Stéphane Betbeder and Stéphane Bervas immediately attract the attention with an opening caption referring to the independent territory of Detroit in 2021, just two years after the Statix Press publication. We’re shown the US army invading the city, infiltrating four mutant children with a near invincible set of super powers, but with a price to be paid for using them. On each occasion the children they do so, the children age by several years. It’s a clever and tragic device, although never really explained beyond an obvious means of engaging sympathy. The reason they’re in Detroit is because an unhinged psychic named Ike Mercy has seized control of the city, very literally inhabiting every brick, and seceded from the USA. The children, in remote contact with an official they call Father, are the elite force tasked with taking back control.

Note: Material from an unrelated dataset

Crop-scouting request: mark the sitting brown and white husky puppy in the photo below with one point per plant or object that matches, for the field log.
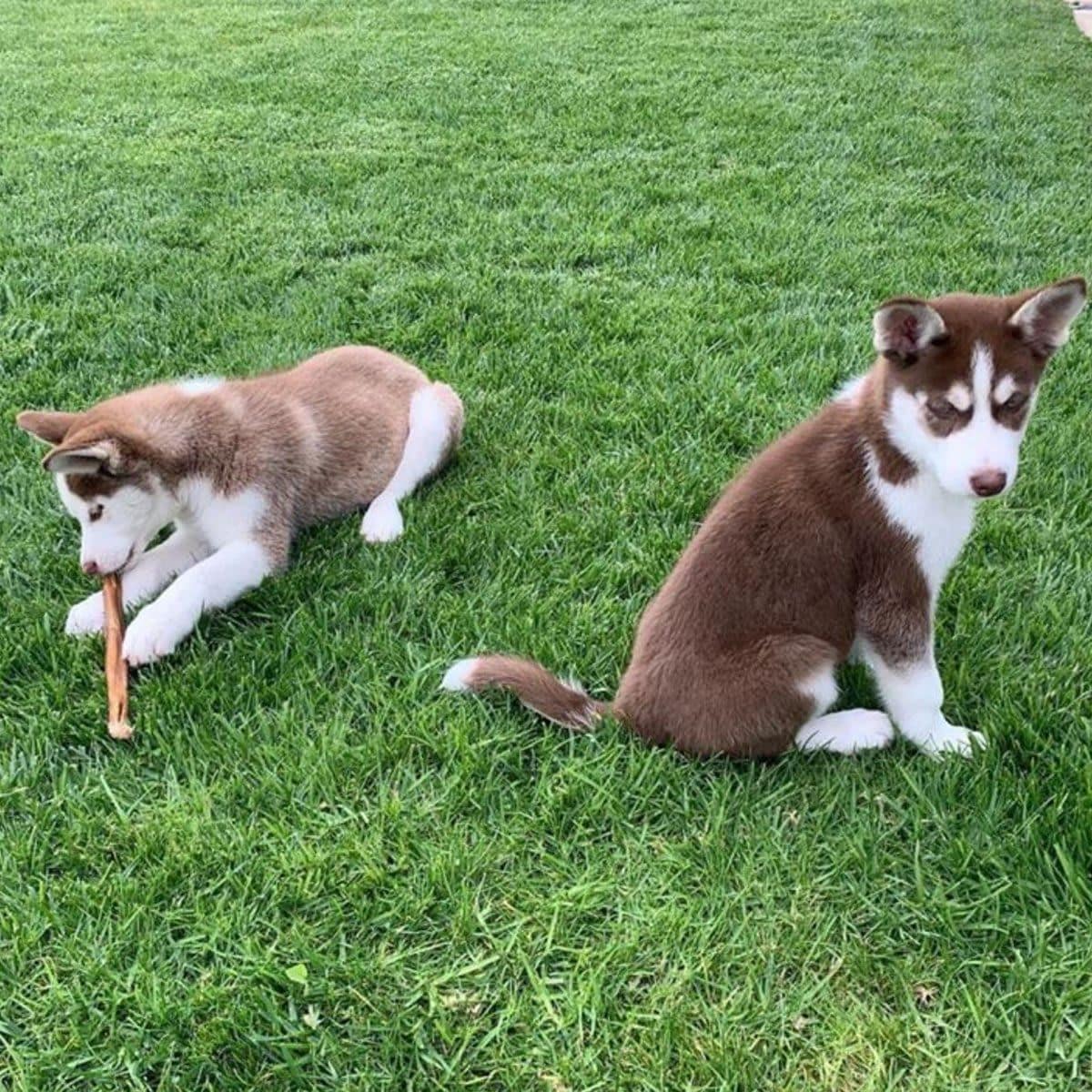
(836, 538)
(238, 467)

The intention is to produce a widescreen X-Men style plot with a side dish of political manipulation, and given Betbeder’s viable premise and novel start, the early indications are good, but it’s surprising how rapidly 2021 descends into action thriller predictability. Almost every road block an active mind considers from the starting premise occurs, and beyond the opening, surprises are few. Betbeder’s also very prone to soundbite dialogue as used in the films he’s aping. In those however, there’s action accompanying them, while alongside static images the dialogue is amplified and the clichés underlined. This isn’t helped by a literal translation from Jessica Burton, very stilted, reading like dialogue rather than flowing naturally. Even allowing for March’s insanity, “I am the Gamesmaster and it is in my arena that you’re about to play” is an incredibly awkward piece of phrasing. Time and again the flow of the story is interrupted by some clunky dialogue.

Unfortunately 2021 isn’t saved by Bervas’ art either. He opts for a form of 3-D rendering that’s heavy on detail, so good at creating environments, but his people lack personality, and that’s a deficiency when 2021 ultimately needs a large dose of humanity to work.

While we await the conclusion, Betbeder switches attention to create tension by forcing in several unnecessary pages about Detroit’s rise and fall over the 20th century and present day political machinations. This serves to dampen the effect of a good plot device that follows, one causing a schism and leading to the finale. There’s an ambition about 2021, but not ultimately enough to be translated into a memorable experience.